Merge pull request #209 from travisgroth/bugfix/azure-oidc

internal/identity: fix azure group lookup
2025-05-03 12:26:03 +02:00 · 2019-07-06 10:15:55 -07:00 · 2019-07-06 10:15:55 -07:00 · 10a1d2fd7e
commit 10a1d2fd7e
parent d213317a8e b2754fd822
4 changed files with 8 additions and 8 deletions
--- a/CHANGELOG.md
+++ b/CHANGELOG.md
@ -15,6 +15,7 @@
 ### FIXED

 - Fixed HEADERS environment variable parsing [GH-188]
+- Fixed Azure group lookups [GH-190]

 ## v0.0.5

--- a/authenticate/handlers.go
+++ b/authenticate/handlers.go
@ -304,7 +304,6 @@ func (a *Authenticate) ExchangeToken(w http.ResponseWriter, r *http.Request) {
 		httputil.ErrorResponse(w, r, &httputil.Error{Code: http.StatusInternalServerError, Message: "could not exchange identity for session"})
 		return
 	}
-	log.Info().Interface("session", session).Msg("Session")
 	if err := a.restStore.SaveSession(w, r, session); err != nil {
 		log.Error().Err(err).Msg("authenticate: failed returning new session")
 		httputil.ErrorResponse(w, r, &httputil.Error{Code: http.StatusInternalServerError, Message: "authenticate: failed returning new session"})
--- a/docs/docs/identity-providers.md
+++ b/docs/docs/identity-providers.md
@ -75,7 +75,7 @@ Next you need to ensure that the Pomerium's Redirect URL is listed in allowed re

 Next, in order to retrieve group information from Active Directory, we need to enable the necessary permissions for the [Microsoft Graph API](https://docs.microsoft.com/en-us/graph/auth-v2-service#azure-ad-endpoint-considerations).

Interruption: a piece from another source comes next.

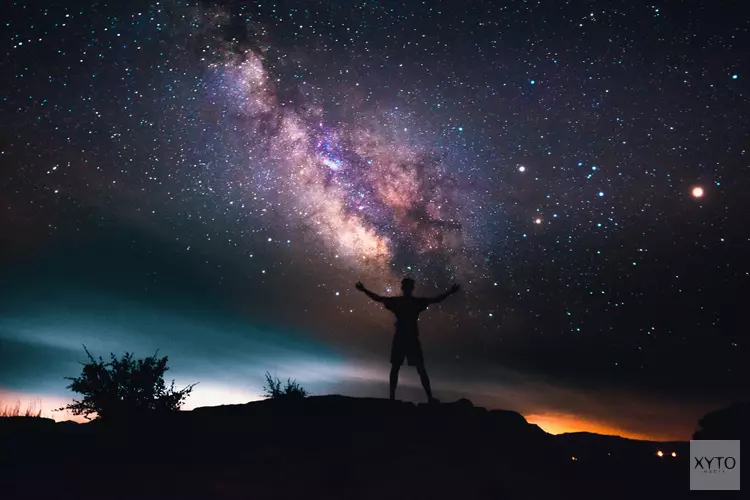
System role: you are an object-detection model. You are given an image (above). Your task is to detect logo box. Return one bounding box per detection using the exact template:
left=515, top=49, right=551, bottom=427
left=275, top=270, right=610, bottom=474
left=690, top=440, right=740, bottom=490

-On the **App registrations** page, click **API permissions**. Click the **Add a permission** button and select **Microsoft Graph API**, select **Delegated permissions**. Under the **Directory** row, select the checkbox for **Directory.Read.All**.
+On the **App registrations** page, click **API permissions**. Click the **Add a permission** button and select **Microsoft Graph API**, select **Delegated permissions**. Under the **Directory** row, select the checkbox for **Group.Read.All**.

 ![Azure add group membership claims](./microsoft/azure-api-settings.png)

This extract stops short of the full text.